Supplies: Disinfectant wipes are provided to customers upon request. "We also encourage customers to bring their own headphones since buy-onboard sales of earbuds has been suspended."

JetBlue policy page

Southwest Airlines

Masks: They're required. "It is highly encouraged to bring your own hand sanitizer and face covering. If you forget your face covering at home, a mask will be available for you."

Middle seats: Southwest doesn't use seat assignments and as of March 15, 2021, passengers are no longer being warned when flights are full.

Food and beverage: "We are serving water and snacks on flights over 250 miles, when available. Straws are available on request. For all other flights, snack and beverage service is suspended until further notice to limit close interactions."

Supplies: Free wipes are also available for passengers.

Southwest Airlines policy page

Spirit Airlines

Masks: "Spirit requires appropriate face coverings during your entire journey with us. The only exception to this policy is children under age 2." Passengers who are "unable to wear an appropriate face covering for any reason, including medical, will not be permitted to travel with us at this time." Passengers should supply their own masks. 

Middle seats: "Some flights may be more full than others. If you have any questions about your specific flight, please feel free to contact us."

Food and beverage: Service (snack, drink, alcohol) is by passenger request only with a debit or credit card; food and beverage has never been free on Spirit.

Supplies: Passengers should bring their own. If you forget, Spirit will sell you one for $3, but only if supplies permit.

Spirit Airlines policy page

United Airlines

Masks: "Travelers who aren't wearing their face coverings in the airport or on board may be refused transport and could also lose their travel privileges on future United flights. Children younger than 2 years old are exempt." The airline claims that passengers who do not comply "will be placed on an internal travel restriction list" to prohibit future travel on United flights.

Middle seats: United will not promise to keep middle seats empty. "For regularly scheduled flights that are expected to be fairly full, we’ll let you change your flight with no change fee or receive a travel credit for your trip. We'll do our best to contact you about 24 hours before your departure time so you can decide before you arrive at the airport."

Temperature checks: United has instituted inspections for employees at its hub airports, but not at all airports.

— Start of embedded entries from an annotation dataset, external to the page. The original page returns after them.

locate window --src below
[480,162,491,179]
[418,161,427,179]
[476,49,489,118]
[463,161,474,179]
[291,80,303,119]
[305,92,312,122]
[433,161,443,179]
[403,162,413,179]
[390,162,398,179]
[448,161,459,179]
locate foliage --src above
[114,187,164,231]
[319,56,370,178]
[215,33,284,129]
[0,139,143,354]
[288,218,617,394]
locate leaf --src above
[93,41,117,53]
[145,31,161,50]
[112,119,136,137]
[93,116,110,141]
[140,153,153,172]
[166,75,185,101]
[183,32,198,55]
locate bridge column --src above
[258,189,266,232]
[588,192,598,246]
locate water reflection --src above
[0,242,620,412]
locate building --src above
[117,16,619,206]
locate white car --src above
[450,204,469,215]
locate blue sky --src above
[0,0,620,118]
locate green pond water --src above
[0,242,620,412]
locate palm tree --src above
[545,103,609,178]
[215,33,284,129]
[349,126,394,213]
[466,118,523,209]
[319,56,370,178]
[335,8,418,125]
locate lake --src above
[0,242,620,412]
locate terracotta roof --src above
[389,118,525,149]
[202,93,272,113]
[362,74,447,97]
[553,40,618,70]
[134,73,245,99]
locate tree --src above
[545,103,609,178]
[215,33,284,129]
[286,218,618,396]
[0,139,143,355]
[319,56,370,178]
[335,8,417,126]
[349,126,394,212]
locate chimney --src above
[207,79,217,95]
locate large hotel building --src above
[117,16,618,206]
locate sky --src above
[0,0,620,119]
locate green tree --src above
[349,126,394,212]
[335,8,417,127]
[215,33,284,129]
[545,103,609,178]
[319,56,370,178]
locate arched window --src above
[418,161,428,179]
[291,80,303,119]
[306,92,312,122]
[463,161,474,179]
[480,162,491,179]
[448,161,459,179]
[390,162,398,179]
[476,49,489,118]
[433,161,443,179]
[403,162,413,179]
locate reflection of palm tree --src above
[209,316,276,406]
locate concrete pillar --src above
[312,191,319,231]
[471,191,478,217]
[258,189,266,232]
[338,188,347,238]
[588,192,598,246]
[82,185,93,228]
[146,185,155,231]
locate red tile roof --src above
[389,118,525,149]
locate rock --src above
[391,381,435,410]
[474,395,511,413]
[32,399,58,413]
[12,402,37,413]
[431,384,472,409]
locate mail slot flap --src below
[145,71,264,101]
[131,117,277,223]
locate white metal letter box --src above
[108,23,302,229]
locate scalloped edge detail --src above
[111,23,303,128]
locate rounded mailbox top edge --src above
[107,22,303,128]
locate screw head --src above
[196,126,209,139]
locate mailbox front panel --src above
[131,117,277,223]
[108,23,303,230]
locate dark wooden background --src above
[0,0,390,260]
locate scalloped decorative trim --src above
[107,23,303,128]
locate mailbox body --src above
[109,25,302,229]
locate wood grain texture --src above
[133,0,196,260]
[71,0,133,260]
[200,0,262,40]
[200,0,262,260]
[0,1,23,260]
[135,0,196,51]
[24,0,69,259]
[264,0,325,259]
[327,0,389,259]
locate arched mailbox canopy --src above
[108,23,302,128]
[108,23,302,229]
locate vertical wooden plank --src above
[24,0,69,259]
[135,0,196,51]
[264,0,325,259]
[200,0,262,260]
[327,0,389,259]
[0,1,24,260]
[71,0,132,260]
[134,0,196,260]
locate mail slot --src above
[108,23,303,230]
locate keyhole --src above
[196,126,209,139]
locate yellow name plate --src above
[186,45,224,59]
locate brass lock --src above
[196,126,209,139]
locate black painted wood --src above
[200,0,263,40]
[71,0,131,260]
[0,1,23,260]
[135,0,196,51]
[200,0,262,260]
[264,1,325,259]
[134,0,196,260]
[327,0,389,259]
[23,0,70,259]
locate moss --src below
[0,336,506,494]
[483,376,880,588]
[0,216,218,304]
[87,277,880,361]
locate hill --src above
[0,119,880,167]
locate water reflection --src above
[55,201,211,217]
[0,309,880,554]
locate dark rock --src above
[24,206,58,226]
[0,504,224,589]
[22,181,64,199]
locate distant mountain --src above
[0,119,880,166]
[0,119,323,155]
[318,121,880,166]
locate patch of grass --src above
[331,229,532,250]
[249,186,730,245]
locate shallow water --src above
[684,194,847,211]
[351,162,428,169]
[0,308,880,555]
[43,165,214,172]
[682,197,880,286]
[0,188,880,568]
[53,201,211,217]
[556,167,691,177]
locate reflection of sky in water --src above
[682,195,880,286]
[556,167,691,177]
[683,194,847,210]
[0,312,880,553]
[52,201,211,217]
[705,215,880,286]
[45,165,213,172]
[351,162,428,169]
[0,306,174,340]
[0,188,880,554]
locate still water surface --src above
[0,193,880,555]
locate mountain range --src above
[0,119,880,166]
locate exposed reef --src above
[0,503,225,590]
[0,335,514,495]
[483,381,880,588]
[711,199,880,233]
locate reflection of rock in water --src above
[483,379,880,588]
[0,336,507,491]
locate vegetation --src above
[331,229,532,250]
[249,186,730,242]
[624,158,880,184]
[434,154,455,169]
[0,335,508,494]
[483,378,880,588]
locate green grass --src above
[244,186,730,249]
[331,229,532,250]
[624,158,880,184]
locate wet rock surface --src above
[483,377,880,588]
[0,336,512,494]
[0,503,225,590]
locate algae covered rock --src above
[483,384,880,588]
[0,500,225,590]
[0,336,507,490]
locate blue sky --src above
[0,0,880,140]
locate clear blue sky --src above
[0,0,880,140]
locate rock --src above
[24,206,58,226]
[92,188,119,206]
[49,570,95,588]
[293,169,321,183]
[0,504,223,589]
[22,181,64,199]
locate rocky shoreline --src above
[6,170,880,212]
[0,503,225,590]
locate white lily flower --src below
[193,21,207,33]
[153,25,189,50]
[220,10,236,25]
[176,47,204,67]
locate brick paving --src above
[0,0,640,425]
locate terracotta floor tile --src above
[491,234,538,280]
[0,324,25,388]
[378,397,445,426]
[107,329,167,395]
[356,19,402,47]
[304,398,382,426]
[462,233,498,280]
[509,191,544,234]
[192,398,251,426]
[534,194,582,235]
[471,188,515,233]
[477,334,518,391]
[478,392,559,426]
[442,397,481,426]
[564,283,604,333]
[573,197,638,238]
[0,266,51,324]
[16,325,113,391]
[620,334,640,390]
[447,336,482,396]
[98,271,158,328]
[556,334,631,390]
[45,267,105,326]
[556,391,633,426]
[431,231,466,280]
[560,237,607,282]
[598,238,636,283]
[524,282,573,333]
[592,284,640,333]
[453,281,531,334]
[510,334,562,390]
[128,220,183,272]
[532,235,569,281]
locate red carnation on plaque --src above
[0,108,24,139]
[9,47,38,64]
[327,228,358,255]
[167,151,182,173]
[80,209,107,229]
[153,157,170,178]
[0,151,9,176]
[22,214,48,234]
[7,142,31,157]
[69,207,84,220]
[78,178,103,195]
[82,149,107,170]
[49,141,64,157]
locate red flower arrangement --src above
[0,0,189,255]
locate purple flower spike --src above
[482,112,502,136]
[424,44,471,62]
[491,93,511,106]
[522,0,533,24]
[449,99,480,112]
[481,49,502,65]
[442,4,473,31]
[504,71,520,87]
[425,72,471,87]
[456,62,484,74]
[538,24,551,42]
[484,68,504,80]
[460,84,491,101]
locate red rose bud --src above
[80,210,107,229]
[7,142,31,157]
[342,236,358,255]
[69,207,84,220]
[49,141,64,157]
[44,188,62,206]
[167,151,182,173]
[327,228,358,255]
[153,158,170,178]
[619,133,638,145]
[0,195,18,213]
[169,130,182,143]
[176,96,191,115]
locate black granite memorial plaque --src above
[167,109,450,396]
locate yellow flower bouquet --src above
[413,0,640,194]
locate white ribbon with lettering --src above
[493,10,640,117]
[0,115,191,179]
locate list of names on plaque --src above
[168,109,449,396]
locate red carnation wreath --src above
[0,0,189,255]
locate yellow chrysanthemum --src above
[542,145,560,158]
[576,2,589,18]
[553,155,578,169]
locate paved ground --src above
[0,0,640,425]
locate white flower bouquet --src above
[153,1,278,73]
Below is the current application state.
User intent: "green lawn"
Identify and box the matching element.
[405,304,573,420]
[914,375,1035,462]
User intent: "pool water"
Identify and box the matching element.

Food and beverage: Refreshments are served in pre-sealed and single-use packaging but Economy passengers won't receive one unless the flight is longer than 2 hrs. 20 min. Starting Nov. 17, alcohol sold as a test on some major routes that serve Denver. For full details, consult United's inflight dining info page.

Supplies: Sanitizing wipes are provided to passengers upon boarding. "We encourage you to bring and use your own face covering. However, if you don't have a face covering, our customer service agents will be able to provide a face covering at no cost."